Nel suo curriculum c’è anche la radio, qual è il suo rapporto con questo mezzo?
«La adoro. Sono due anni che ne sono lontano e mi manca. La radio è un mezzo bellissimo per raccontare la parola, si basa sul costrutto, sulla sintassi e presuppone una grande attenzione alla lingua in genere».

A proposito di parola, che libro ha sul comodino?

«“Giovinette. Le calciatrici che sfidarono il duce”. Riguarda il primo esempio di calcio femminile in epoca fascista quando le ragazze erano vessate da proibizioni, prese in giro, pregiudizi e anche insulti, che poi sono gli stessi di oggi».

Volevo arrivare qui: parliamo di “No wags : il calcio (non) è uno sport per signorine”, lo spettacolo di cui è regista che debutterà sabato 24 luglio nel cartellone romano de I solisti del Teatro.
«È uno spettacolo di monologhi, stand up e musica messo in piedi con un collettivo di attrici che racconta il calcio dal punto di vista femminile.
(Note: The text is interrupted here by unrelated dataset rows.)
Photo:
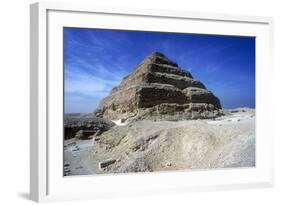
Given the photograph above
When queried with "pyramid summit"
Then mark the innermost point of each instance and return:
(159, 89)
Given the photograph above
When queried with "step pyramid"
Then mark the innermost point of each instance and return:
(159, 89)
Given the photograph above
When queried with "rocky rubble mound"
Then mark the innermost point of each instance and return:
(84, 126)
(159, 89)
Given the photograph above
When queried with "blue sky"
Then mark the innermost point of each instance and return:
(96, 60)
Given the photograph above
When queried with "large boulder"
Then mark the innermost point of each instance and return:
(159, 87)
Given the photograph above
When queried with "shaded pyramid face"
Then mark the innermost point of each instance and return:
(159, 89)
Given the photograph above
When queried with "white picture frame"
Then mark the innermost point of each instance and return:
(46, 178)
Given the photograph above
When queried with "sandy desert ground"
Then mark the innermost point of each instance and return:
(225, 142)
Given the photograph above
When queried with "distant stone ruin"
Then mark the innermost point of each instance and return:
(159, 89)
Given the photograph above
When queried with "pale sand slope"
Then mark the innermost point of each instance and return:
(228, 141)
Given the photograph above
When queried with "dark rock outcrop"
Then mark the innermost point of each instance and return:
(159, 89)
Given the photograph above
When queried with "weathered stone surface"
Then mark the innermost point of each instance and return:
(106, 163)
(159, 89)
Il sottotitolo riprende la famosa frase di Guido Ara, calciatore dei primi del Novecento, che purtroppo non è così inattuale. Wags sta per wife and girls, mogli e fidanzate dei calciatori».

Come le è venuta l’idea?
«È che quando una cosa non mi piace sento l’esigenza di indagarla. Pensi che a tutt’oggi le squadre femminili non sono ancora considerate professioniste, non hanno indennità e non hanno diritto alla maternità e alle ferie. Ora si sta muovendo qualcosa, ma mentre negli altri settori della vita la lotta alla parità è avviata da un pezzo, con il calcio siamo rimasti all’età della pietra».